Monday, September 22, 2008

4e Organization

So I had the experience of creating a PC for a D&D 4e campaign recently. Our Night's Dawn Trilogy based World of Darkness game ended, somewhat abruptly, and we are on to the next game and system. I've poked through the books a few times for fourth edition, but I haven't really looked at it. After rolling up a character, I gotta say;

This book is a piece of crap.

Now don't take that as a slam against fourth edition in general. I haven't played it much. Sure, they made a lot of changes, and some of them seem to be just for the sake of making changes, but I'll reserve judgement until I've run a character to 30. You don't really know a system well enough to judge it until you've played it through and through. What I meant by the above statement is that the layout and design are awful. Simple things, like "How many powers do I start with?" are mentioned in sections that have nothing to do with powers and little to do with character creation. Information on character creation in general is spread all over the book, in nonsequential order, jumping from chapter to chapter. Nothing is fully explained in any one place, and doing the simplest of things requires looking on a half dozen pages.

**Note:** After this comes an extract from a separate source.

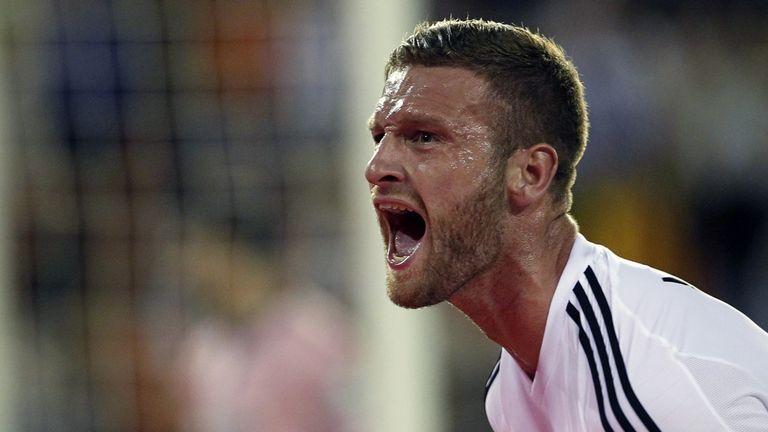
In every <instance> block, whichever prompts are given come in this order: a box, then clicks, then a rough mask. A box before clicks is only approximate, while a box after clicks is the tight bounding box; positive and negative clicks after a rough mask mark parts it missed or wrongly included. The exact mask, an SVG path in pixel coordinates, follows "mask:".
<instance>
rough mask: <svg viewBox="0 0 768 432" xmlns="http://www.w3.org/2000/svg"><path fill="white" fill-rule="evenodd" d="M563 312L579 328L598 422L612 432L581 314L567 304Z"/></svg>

God forbid you want to use the default character sheet to actually describe a character and his/her gear. There's no location on the sheet to write up mundane weapons, especially if you want something trivial like "Information about what it does" rather than just a name. There's a full column on the back of the sheet for magic items, but that doesn't help much for a first level character. Even so, it's worthless in the future because the most you can squeeze in is the item name and a page number. You expect to have space to write down what it does? Ha.

Now, with all that said, I do want to add a couple positives. The book has a lot of decent info for new players, rather than just rules. I've heard a lot of buzz about fourth edition being a miniatures game rather than a roleplaying game proper. Of course, I'll admit that most of the diplomacy is presented as rolling dice instead of talking. Bluffing, etc, the same way. Fine. However, unlike 3.x, this PHB has a large section (ten pages?) dedicated to fleshing out your character as more than an alignment and class/race combo. The book encourages you to pick a few personality traits, as well as some common mannerisms. It suggests you think about how your PC reacts to dangerous situations, and how decisive he/she is in such. That's a good thing to see, and helps new players realize that maybe it's not just WoW repackaged without a computer.

Anyway, just a shortish sort of rant/review on it. I don't care for lots of flamewars over edition changes. Play what you want to play. However, in the future, WotC should really put more effort into organization.